Coinvolgente ed energizzante. Spesso divertente, surreale e grottesco. Eccessivo, ripetitivo e delirante nel portare in scena le ossessioni del protagonista e dei suoi amici: soldi, avidità, potere, droga, sesso, lusso, successo, fama.
Scorsese ci racconta la parabola di un broker negli anni dell’edonismo individualista reaganiano, Jordan Belfort, i cui sogni, realizzati, si trasformeranno in incubi.
Il film all’apparenza è un inno al mito del “sogno americano”, del “self-made man”, nella sua versione diabolica, ovvero all’uomo che, dal nulla, ma non importa se ci è riuscito in maniera illegale e immorale, ha costruito un impero. In realtà, Scorsese non giudica, lascia il giudizio allo spettatore. Egli descrive il mondo dei “gangsters” di una parte dell’alta finanza, quella malata, una giungla fatta di predatori avidi, vittime dell’assuefazione e dell’astinenza da vizi, perversioni e adrenalina, prendendo il punto di vista di Belfort, di cui racconta la personalità, le emozioni, le “imprese”. Uomini come lui saranno poi una delle cause principali della crisi economica mondiale che stiamo vivendo da qualche anno.
Alla fine della proiezione lo spettatore proverà un’attrazione, una simpatia nei confronti del protagonista (e, quindi, del film) che gli ha fatto vivere un’esperienza adrenalinica, forte, unica, oppure una repulsione, quasi un disgusto per le ripetute scene di stravizi. Allo spettatore toccherà stabilire se è valsa e vale la pena vivere una “parabola” come quella di Belfort.
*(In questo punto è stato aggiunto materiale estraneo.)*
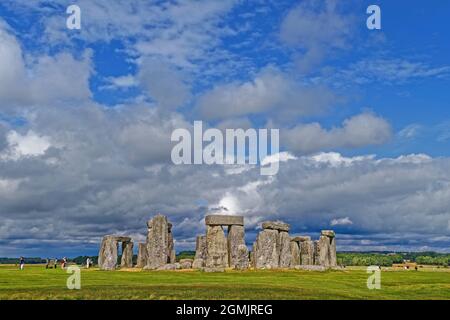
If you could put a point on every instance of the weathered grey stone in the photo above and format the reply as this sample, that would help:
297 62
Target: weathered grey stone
171 254
186 263
275 225
127 255
321 255
157 242
222 220
243 258
168 266
328 233
310 268
206 269
252 256
325 254
236 245
198 263
284 247
200 253
332 253
216 248
142 255
265 251
301 238
107 256
295 254
306 252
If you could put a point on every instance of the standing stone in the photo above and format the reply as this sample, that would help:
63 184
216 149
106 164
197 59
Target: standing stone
333 257
186 263
171 254
307 253
142 255
200 253
107 257
127 254
295 254
243 257
253 255
223 220
236 245
327 248
322 252
284 249
216 248
265 251
157 242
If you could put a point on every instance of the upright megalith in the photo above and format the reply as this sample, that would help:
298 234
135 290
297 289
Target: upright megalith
170 247
142 255
157 242
325 249
223 252
216 248
272 248
200 253
265 250
284 249
306 251
127 255
238 252
295 253
222 220
108 254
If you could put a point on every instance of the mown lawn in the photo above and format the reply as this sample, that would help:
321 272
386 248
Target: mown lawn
35 282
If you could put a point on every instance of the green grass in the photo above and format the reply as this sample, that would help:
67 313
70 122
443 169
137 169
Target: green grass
35 282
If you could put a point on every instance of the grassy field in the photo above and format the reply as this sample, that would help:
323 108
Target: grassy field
35 282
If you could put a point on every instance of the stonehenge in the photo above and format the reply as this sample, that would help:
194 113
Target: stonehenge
215 251
223 247
109 250
274 248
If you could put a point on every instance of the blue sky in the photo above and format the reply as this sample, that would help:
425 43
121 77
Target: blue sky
86 117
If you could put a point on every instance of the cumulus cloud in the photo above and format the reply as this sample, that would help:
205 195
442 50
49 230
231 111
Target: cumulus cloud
315 28
45 79
357 131
341 222
389 71
164 84
271 91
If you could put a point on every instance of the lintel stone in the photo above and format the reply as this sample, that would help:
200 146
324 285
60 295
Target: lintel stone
222 220
274 225
301 238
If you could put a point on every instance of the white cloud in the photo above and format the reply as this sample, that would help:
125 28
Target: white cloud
27 145
388 71
12 67
341 222
316 28
358 131
164 84
270 91
45 79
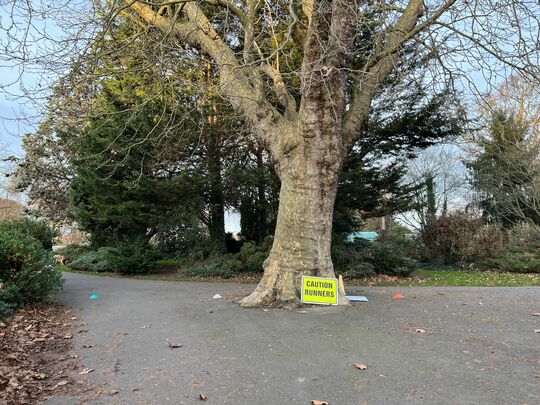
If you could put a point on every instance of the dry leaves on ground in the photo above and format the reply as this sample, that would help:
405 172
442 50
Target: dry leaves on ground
360 366
34 355
175 345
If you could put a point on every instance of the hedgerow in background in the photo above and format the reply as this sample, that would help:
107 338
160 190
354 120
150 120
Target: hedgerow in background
26 273
37 229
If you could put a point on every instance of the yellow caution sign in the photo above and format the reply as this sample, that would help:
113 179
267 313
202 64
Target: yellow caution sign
319 290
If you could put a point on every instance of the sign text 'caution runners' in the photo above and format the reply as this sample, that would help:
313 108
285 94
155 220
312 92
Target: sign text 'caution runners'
319 290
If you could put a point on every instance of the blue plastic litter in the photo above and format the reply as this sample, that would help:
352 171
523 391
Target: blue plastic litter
357 298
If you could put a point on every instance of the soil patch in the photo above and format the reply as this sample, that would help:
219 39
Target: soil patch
36 357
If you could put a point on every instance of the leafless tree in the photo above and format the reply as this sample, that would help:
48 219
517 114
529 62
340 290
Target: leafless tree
303 74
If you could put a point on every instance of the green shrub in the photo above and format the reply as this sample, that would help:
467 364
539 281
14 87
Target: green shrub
73 252
37 229
182 242
133 256
523 258
26 273
391 254
250 259
460 237
95 260
217 266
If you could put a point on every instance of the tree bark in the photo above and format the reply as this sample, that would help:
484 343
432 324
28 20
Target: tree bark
303 235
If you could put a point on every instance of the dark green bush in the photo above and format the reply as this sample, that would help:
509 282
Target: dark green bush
95 260
524 258
391 254
182 242
37 229
460 237
73 252
26 273
250 258
217 266
133 256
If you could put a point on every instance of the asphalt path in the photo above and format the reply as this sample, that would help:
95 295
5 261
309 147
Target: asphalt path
458 345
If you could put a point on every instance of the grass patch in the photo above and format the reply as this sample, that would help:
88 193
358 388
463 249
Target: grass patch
450 278
419 278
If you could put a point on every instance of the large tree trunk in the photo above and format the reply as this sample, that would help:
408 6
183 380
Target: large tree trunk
303 236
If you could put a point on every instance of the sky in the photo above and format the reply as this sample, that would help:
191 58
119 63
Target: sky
13 110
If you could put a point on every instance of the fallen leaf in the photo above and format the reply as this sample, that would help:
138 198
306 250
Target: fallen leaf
360 366
174 345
Il film dividerà parte del pubblico e della critica per vari motivi: raccontare la vicenda soprattutto dal punto di vista di Belfort potrebbe produrre nello spettatore una certa assoluzione nei suoi confronti, una non condanna totale e c’è il rischio che passi in secondo piano la volontà dichiarata del regista di mettere in guardia la gente comune a non fidarsi dei venditori alla Belfort; il non approfondimento del conflitto tra Bene e Male, che è solo accennato, tra l’agente della FBI e Belfort; la scelta “furba” di trattare poco le tematiche finanziarie e manageriali per garantirsi la presenza in sala di un numero maggiore di persone; le fatiche lavorative di Belfort non ci vengono mostrate, ma solo la sua "ars oratoria" e la sua leadership; la ripetitività rischia di passare non come scelta deliberata, ma come mancanza di idee; non si accenna a crisi finanziarie.
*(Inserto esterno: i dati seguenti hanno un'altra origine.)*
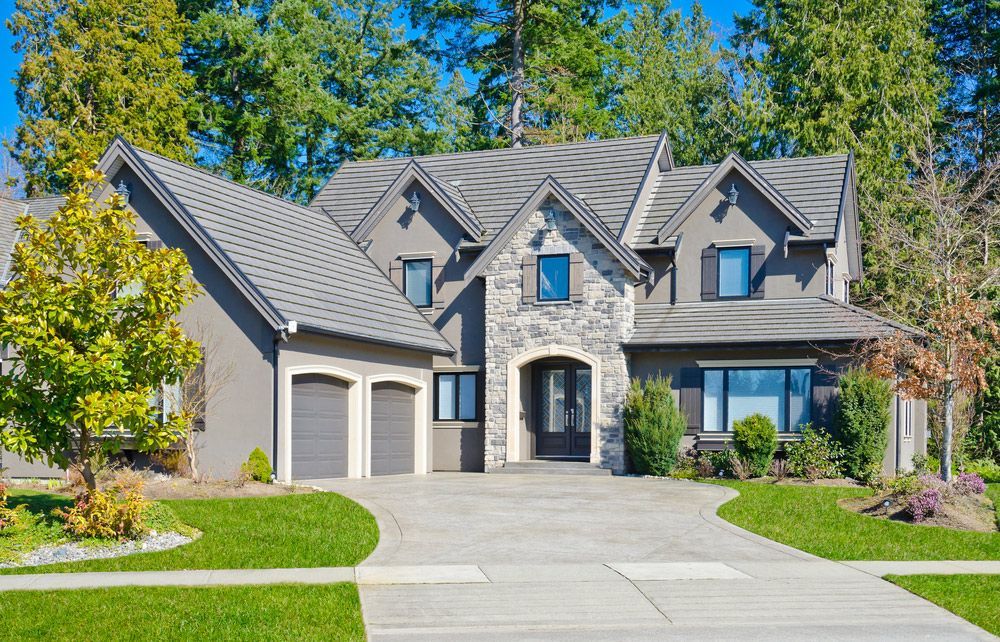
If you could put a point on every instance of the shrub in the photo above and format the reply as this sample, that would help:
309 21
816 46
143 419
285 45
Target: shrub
755 439
257 467
862 422
924 504
816 456
654 426
116 513
969 484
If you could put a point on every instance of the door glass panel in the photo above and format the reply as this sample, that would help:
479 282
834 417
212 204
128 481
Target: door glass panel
582 400
553 400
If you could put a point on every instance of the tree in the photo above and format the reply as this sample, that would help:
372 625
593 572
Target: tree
947 250
91 314
670 76
93 69
288 90
540 63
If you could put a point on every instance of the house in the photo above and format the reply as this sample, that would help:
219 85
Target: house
465 311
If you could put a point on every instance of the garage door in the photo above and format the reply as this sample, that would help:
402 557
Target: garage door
319 427
392 429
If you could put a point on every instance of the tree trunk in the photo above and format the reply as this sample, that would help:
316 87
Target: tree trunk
948 428
517 73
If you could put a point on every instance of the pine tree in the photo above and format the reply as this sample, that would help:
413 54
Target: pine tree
92 69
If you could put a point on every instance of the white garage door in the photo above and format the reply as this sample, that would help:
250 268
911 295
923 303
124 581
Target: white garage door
319 427
393 421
The Wolf of Wall Street è molto Scorsese (in parte simile a “Quei bravi ragazzi” e a Casinò, in parte diverso, nuovo, innovativo), mescolato con un po’ di Stone, Tarantino, Gillian e De Palma.
Come il Gordon Gekko di Michael Douglas (Oscar per l’interpretazione) in Wall Street di Oliver Stone fu preso a modello da tanti, aspiranti e non, operatori di borsa, manager e imprenditori, così avverrà lo stesso con il Jordan Belfort di un Leonardo Di Caprio sopra le righe, da Oscar.